Le manque de communication entre les systèmes de santé et la prolifération de fausses informations en ligne menacent directement la qualité des soins prodigués aux Canadiens, selon l’Association médicale canadienne (AMC).
Un récent sondage mené conjointement par l’AMC et Abacus Data révèle une quasi-unanimité chez les médecins : 99 % d’entre eux estiment que le manque de communication entre les systèmes de santé nuit à la transmission des dossiers médicaux, des résultats d’examens et des notes cliniques.
De plus, près de la moitié des médecins sondés (48 %) affirment avoir été témoins de conséquences graves découlant de ce cloisonnement de l’information, notamment la progression évitable de maladies ou des diagnostics manqués.

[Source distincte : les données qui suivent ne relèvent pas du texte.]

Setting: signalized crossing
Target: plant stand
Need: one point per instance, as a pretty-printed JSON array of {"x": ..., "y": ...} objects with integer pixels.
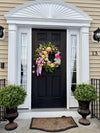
[
  {"x": 84, "y": 111},
  {"x": 11, "y": 115}
]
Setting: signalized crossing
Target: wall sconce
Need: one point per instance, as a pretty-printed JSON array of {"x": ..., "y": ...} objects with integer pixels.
[
  {"x": 2, "y": 65},
  {"x": 2, "y": 33},
  {"x": 96, "y": 35}
]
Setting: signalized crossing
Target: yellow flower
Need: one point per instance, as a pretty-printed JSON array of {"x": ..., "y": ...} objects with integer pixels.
[
  {"x": 49, "y": 48},
  {"x": 46, "y": 59},
  {"x": 45, "y": 52},
  {"x": 52, "y": 65},
  {"x": 40, "y": 65},
  {"x": 43, "y": 56}
]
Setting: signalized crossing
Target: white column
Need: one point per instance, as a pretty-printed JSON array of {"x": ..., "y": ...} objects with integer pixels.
[
  {"x": 84, "y": 55},
  {"x": 12, "y": 54}
]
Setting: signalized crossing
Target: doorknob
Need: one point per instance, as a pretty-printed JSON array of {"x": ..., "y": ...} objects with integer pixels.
[{"x": 33, "y": 71}]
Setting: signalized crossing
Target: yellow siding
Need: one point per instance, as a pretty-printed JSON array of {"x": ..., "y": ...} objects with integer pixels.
[{"x": 91, "y": 7}]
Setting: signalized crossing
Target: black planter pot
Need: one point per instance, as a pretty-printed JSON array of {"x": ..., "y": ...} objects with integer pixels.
[
  {"x": 84, "y": 111},
  {"x": 11, "y": 115}
]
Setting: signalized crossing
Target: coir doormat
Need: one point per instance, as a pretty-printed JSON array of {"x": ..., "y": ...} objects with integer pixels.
[{"x": 53, "y": 124}]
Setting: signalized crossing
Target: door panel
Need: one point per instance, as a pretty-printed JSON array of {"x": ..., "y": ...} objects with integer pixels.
[{"x": 49, "y": 90}]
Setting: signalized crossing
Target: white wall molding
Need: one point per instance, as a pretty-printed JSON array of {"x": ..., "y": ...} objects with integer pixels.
[
  {"x": 12, "y": 55},
  {"x": 84, "y": 56},
  {"x": 48, "y": 11}
]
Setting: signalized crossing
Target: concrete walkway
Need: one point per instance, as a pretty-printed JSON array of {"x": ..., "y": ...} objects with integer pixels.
[{"x": 23, "y": 127}]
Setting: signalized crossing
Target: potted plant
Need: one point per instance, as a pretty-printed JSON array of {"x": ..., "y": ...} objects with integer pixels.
[
  {"x": 84, "y": 93},
  {"x": 11, "y": 97}
]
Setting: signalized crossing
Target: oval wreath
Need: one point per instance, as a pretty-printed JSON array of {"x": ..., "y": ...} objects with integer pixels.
[{"x": 42, "y": 58}]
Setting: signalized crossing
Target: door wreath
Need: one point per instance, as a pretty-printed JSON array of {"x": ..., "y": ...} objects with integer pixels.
[{"x": 43, "y": 58}]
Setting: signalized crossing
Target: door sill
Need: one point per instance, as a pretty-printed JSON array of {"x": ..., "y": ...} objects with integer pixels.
[{"x": 44, "y": 113}]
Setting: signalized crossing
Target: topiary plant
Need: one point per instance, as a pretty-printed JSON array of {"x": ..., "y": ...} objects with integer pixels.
[
  {"x": 11, "y": 96},
  {"x": 85, "y": 92}
]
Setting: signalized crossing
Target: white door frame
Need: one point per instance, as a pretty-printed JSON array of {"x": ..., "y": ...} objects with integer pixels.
[{"x": 21, "y": 17}]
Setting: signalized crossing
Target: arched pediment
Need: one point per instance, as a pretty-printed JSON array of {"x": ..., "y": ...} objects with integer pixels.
[{"x": 47, "y": 9}]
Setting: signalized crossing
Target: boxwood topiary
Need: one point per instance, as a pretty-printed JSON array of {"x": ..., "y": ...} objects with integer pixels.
[
  {"x": 85, "y": 92},
  {"x": 11, "y": 96}
]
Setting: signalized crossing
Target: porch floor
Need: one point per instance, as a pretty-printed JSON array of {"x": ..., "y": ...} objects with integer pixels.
[{"x": 24, "y": 125}]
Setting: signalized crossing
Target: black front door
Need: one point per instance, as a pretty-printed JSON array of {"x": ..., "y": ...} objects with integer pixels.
[{"x": 49, "y": 90}]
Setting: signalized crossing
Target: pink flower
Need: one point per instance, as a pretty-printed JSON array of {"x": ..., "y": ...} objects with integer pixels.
[
  {"x": 48, "y": 62},
  {"x": 57, "y": 56},
  {"x": 53, "y": 49},
  {"x": 40, "y": 53},
  {"x": 37, "y": 63},
  {"x": 41, "y": 59}
]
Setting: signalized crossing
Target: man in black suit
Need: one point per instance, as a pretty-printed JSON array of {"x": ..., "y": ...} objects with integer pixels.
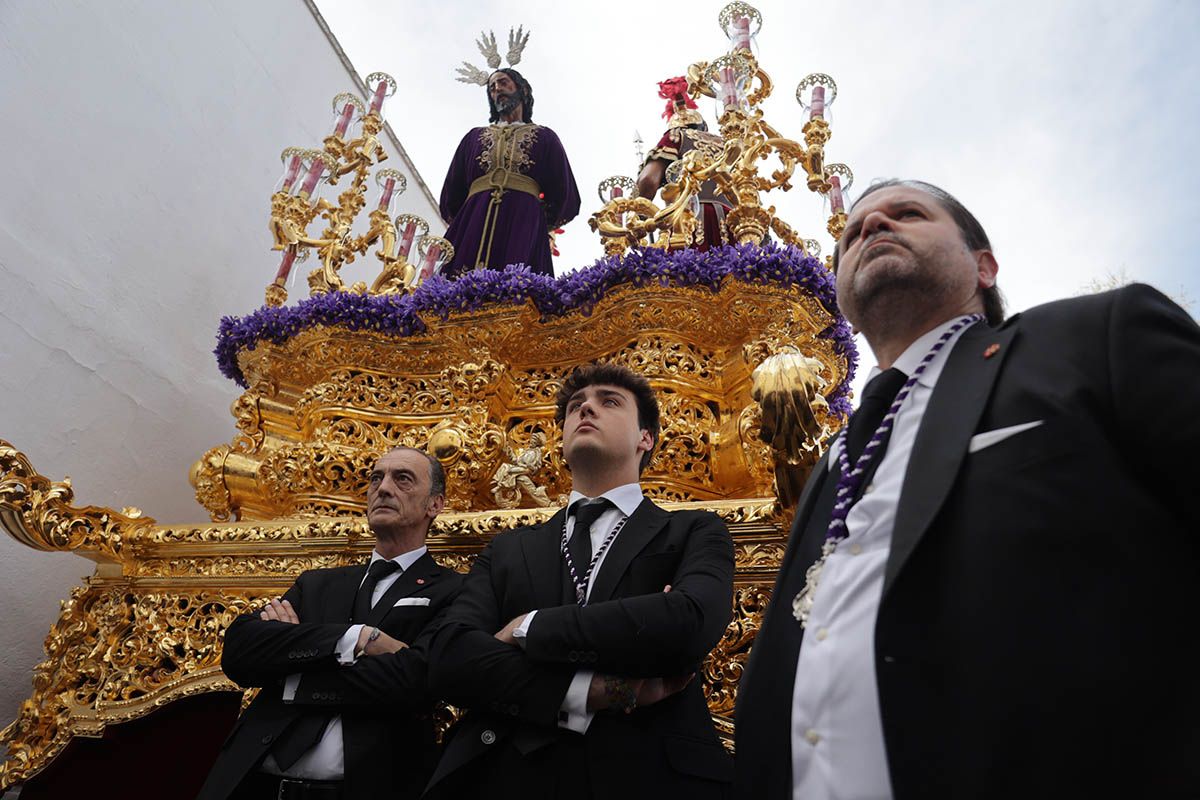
[
  {"x": 341, "y": 660},
  {"x": 1006, "y": 608},
  {"x": 574, "y": 643}
]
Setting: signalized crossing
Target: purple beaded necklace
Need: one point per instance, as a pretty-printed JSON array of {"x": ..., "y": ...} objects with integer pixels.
[{"x": 850, "y": 479}]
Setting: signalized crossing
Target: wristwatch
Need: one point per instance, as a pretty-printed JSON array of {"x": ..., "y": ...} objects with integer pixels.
[{"x": 372, "y": 637}]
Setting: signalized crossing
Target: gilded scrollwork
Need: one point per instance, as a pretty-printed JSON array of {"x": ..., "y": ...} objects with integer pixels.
[
  {"x": 250, "y": 422},
  {"x": 683, "y": 461},
  {"x": 208, "y": 479},
  {"x": 39, "y": 513},
  {"x": 113, "y": 655},
  {"x": 723, "y": 668}
]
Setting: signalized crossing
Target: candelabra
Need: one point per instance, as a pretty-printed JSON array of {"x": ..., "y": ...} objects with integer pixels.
[
  {"x": 295, "y": 204},
  {"x": 739, "y": 85}
]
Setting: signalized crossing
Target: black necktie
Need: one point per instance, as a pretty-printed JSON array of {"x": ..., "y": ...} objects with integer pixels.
[
  {"x": 307, "y": 729},
  {"x": 379, "y": 569},
  {"x": 877, "y": 397},
  {"x": 586, "y": 513}
]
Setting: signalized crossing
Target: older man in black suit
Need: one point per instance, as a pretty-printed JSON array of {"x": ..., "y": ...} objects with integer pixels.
[
  {"x": 990, "y": 584},
  {"x": 574, "y": 643},
  {"x": 341, "y": 660}
]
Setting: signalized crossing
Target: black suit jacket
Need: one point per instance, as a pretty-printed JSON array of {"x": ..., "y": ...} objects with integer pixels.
[
  {"x": 1036, "y": 631},
  {"x": 383, "y": 701},
  {"x": 510, "y": 744}
]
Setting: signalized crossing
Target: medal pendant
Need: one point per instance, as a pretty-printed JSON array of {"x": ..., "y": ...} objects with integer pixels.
[{"x": 802, "y": 605}]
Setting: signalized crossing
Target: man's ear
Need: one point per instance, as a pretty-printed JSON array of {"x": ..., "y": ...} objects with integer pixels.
[
  {"x": 437, "y": 503},
  {"x": 987, "y": 269}
]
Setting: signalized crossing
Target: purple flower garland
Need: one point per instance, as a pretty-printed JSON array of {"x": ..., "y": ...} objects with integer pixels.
[{"x": 580, "y": 290}]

Parallèlement à ces enjeux structurels, la désinformation en santé représente un problème croissant selon les médecins canadiens. Le sondage indique que 97 % d’entre eux ont dû intervenir afin de prévenir ou de corriger un problème de santé après qu’un patient ou une patiente ait suivi des informations fausses ou trompeuses trouvées sur Internet ou des conseils générés par l'intelligence artificielle (IA).
Ce constat rejoint celui de l’Étude de suivi de l’AMC sur la santé et les médias 2026, selon laquelle les personnes ayant suivi des recommandations de santé produites par l’IA étaient cinq fois plus susceptibles de subir des effets néfastes que celles qui ne l’avaient pas fait.
« Chaque jour, les médecins doivent faire des pieds et des mains pour fournir des soins opportuns malgré le manque de communication entre les systèmes de santé, et malgré le flot de fausses informations sur la santé qui submerge la patientèle et entraîne des préjudices bien réels. », affirme la Dre Margot Burnell, présidente de l’AMC. « Nous devons mettre en place des systèmes de santé numériques modernes et connectés, et le gouvernement fédéral doit en faire plus pour promouvoir la diffusion d’informations fiables sur la santé. », ajoute-t-elle.